In a filing in federal court in San Francisco, Diaz’s attorneys said the $15 million award was unfair and would not deter future wrongdoing by Tesla.
“In rejecting the excessive curtailment of the court by seeking a new trial, Mr. Diaz is again asking a jury of his peers to assess what Tesla did to him and provide just compensation for the torrent of racial slurs that were sent to him,” his lawyers said.
U.S. District Judge William Orrick had lowered the jury award in April. The judge also denied Tesla’s request for a new trial, as long as Diaz accepted the lower sentence, so it’s back in court for both sides. It’s a risky business for Diaz, who faces the possibility of even lower compensation from a new trial, not to mention the time and money for all parties that flow from a process. extended call.
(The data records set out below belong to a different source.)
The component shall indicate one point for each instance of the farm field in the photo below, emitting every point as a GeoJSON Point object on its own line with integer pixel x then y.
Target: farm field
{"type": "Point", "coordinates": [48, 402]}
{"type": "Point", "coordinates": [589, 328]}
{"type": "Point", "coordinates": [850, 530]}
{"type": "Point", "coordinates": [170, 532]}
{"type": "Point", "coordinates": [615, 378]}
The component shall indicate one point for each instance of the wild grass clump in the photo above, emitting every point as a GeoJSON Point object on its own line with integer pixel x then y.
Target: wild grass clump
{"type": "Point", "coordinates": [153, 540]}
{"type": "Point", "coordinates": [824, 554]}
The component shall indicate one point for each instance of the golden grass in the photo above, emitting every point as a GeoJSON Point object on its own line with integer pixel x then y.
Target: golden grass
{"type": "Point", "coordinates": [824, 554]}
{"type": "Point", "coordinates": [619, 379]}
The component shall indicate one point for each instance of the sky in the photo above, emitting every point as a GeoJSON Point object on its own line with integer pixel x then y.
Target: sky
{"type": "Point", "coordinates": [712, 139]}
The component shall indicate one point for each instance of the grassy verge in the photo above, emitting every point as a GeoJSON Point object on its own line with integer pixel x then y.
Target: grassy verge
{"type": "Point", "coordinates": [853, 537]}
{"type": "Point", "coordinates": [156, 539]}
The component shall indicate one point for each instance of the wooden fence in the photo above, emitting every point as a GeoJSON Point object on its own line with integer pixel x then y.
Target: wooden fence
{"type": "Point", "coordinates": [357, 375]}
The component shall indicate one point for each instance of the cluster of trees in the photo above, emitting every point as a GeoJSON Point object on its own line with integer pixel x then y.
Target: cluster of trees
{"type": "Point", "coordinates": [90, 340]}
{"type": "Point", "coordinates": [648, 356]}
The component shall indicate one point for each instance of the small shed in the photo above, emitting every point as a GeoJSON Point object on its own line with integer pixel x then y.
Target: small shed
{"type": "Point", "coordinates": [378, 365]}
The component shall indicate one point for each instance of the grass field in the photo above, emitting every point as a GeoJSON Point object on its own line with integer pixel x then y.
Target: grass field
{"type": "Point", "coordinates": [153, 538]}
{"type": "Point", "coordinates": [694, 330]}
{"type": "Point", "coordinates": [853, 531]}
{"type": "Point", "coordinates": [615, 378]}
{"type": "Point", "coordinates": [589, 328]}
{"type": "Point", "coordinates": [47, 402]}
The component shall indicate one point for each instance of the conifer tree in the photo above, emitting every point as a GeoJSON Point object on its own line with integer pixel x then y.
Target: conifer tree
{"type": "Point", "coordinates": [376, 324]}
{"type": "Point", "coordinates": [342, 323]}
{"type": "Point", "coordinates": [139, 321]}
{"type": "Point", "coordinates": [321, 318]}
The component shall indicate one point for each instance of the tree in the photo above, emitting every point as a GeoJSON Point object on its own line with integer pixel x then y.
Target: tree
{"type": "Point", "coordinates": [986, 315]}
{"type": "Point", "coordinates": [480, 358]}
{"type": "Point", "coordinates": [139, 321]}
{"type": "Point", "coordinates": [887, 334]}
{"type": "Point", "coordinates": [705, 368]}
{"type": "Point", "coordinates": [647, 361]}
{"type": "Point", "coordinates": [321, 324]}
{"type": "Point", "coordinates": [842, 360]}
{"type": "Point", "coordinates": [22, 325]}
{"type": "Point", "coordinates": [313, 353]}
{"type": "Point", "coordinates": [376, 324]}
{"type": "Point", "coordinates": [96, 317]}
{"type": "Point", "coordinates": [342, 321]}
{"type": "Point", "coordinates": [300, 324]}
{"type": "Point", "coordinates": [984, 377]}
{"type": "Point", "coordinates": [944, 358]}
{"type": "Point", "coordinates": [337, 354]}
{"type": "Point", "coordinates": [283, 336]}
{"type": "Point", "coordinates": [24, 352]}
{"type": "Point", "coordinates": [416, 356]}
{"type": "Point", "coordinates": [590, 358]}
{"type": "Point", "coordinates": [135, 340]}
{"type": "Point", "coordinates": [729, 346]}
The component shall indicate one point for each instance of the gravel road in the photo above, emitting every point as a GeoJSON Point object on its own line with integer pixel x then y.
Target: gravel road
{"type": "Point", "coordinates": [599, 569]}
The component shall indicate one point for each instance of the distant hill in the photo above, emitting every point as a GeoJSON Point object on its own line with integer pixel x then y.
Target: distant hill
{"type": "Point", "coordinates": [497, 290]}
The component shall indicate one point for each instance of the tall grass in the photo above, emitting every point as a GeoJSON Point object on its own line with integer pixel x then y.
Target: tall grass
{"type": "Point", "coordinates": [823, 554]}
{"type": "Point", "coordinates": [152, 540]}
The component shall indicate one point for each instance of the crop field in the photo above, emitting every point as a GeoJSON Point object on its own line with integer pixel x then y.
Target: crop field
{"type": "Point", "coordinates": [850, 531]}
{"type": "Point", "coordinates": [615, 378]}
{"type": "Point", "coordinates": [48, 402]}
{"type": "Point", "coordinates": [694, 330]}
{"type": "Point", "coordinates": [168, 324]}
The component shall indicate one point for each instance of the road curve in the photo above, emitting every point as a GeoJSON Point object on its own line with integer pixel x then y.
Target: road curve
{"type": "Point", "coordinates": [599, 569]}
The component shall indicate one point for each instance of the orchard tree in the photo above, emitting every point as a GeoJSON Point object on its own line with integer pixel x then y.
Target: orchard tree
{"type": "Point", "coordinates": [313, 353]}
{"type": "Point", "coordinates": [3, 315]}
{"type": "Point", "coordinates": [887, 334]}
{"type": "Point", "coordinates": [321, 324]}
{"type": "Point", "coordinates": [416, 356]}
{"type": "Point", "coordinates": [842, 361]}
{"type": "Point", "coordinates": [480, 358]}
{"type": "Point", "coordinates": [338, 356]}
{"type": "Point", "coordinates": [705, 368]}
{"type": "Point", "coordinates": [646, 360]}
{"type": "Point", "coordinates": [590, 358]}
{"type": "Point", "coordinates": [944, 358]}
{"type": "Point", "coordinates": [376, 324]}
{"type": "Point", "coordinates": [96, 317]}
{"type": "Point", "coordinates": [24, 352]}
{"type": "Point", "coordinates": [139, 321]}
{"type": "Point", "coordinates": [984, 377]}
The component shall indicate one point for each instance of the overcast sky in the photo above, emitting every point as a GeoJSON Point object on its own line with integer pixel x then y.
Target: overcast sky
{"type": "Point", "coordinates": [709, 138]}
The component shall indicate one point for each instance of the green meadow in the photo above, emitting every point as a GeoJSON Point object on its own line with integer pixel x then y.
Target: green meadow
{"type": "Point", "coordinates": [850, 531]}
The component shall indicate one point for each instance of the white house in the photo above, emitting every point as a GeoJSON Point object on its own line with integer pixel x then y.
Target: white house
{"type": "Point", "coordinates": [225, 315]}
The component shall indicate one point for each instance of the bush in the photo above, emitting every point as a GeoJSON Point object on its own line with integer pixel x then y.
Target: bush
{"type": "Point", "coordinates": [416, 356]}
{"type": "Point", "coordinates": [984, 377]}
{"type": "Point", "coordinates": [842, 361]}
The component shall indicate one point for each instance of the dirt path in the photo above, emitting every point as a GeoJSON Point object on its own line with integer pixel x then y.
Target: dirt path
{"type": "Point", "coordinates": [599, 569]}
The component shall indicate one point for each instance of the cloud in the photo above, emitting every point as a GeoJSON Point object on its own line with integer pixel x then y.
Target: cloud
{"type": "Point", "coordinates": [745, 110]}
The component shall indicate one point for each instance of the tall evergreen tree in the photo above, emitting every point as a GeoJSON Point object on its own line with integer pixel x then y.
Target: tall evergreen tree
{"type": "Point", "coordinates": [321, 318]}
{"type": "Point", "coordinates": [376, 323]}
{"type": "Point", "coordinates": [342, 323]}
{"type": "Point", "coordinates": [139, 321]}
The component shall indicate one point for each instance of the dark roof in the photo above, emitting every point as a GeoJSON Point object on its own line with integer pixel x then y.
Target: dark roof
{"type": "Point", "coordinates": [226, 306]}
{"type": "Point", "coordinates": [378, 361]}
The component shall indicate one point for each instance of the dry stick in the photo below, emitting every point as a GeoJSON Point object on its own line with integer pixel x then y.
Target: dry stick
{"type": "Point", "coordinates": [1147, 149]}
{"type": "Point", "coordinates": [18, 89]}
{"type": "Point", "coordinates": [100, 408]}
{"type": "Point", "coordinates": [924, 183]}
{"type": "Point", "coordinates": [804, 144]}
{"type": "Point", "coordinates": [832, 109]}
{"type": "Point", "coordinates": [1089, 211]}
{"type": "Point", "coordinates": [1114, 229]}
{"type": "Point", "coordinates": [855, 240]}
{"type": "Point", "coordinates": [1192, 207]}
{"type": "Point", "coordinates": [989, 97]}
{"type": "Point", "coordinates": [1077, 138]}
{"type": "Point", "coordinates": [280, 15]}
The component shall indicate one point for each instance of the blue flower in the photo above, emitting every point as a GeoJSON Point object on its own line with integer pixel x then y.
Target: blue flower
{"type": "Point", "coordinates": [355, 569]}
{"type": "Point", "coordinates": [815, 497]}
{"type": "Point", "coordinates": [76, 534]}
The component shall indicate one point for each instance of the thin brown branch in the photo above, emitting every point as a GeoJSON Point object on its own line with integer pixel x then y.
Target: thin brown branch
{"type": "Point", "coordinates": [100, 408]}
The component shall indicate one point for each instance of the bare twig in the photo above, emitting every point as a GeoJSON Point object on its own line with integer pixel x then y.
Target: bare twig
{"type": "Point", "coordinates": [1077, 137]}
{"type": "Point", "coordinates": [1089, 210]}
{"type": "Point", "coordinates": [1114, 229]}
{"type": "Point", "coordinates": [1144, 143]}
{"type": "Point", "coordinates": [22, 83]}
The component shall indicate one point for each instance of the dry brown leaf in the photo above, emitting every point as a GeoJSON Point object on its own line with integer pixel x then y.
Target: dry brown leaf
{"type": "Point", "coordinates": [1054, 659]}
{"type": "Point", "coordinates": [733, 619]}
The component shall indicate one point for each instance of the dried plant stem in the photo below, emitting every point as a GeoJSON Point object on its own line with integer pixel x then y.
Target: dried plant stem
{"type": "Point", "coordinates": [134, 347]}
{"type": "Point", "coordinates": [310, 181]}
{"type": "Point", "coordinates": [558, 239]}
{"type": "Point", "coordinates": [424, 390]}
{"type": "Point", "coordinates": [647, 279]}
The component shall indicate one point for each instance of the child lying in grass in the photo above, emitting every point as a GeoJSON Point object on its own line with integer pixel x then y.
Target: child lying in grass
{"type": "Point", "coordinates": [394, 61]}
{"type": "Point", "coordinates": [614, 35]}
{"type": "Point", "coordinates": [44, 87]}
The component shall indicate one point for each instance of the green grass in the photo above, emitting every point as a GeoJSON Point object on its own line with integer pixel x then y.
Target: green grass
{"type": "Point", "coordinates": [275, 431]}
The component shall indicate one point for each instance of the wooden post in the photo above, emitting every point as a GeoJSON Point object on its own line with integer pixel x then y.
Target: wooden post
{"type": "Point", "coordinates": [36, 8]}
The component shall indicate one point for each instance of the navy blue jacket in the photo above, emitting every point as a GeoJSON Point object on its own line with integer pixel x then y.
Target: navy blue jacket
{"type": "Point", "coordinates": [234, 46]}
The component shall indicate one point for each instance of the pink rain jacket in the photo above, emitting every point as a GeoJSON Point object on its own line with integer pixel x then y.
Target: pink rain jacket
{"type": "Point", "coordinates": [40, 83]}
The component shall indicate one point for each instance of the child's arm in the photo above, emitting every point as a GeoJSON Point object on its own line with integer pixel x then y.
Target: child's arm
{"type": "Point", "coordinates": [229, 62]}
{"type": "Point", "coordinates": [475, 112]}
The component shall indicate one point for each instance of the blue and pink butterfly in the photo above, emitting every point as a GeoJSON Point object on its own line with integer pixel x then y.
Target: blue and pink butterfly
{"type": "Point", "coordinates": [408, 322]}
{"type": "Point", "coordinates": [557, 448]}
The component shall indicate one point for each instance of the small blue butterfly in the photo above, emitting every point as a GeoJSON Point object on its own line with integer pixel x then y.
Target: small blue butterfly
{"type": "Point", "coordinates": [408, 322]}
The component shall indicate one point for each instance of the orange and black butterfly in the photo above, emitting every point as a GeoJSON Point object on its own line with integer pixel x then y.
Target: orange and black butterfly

“While the damages awarded in this case are extraordinary, judicial reductions in awards are not uncommon, both post-verdict and during the appeals process,” said Helen Rella, head of the Department of employment law from the law firm Wilk Auslander, at TechCrunch. . “The issue in this case, having set aside the reasonableness of the initial $137 million award, now becomes whether the drastic reduction in award to $15 million was reasonable and justifiable in relation to the sustained prejudice.”
Rella said the most likely outcome will be a negotiated resolution between the parties where a private settlement is reached and a payout that falls somewhere in the middle of the initial and reduced award.
Diaz is seeking compensatory and punitive damages from Tesla after alleging co-workers repeatedly called him racial slurs, drew caricatures and swastikas, and generally presented a hostile work environment over the past few years. nine months between 2015 and 2016 where he worked as an elevator operator at the factory.
Tesla didn’t respond to a request for comment, but in the past the automaker has responded to allegations of racial – and let’s not forget sexual – harassment, saying the company has policies in place to prevent and deal with professional misconduct. These sentiments do not appear to have swayed some investors, one of whom filed a complaint last week accusing Tesla CEO Elon Musk and the board of ignoring worker complaints and allowing a toxic workplace culture to flourish.
This article has been updated with information and a quote from Helen Rella, employment lawyer.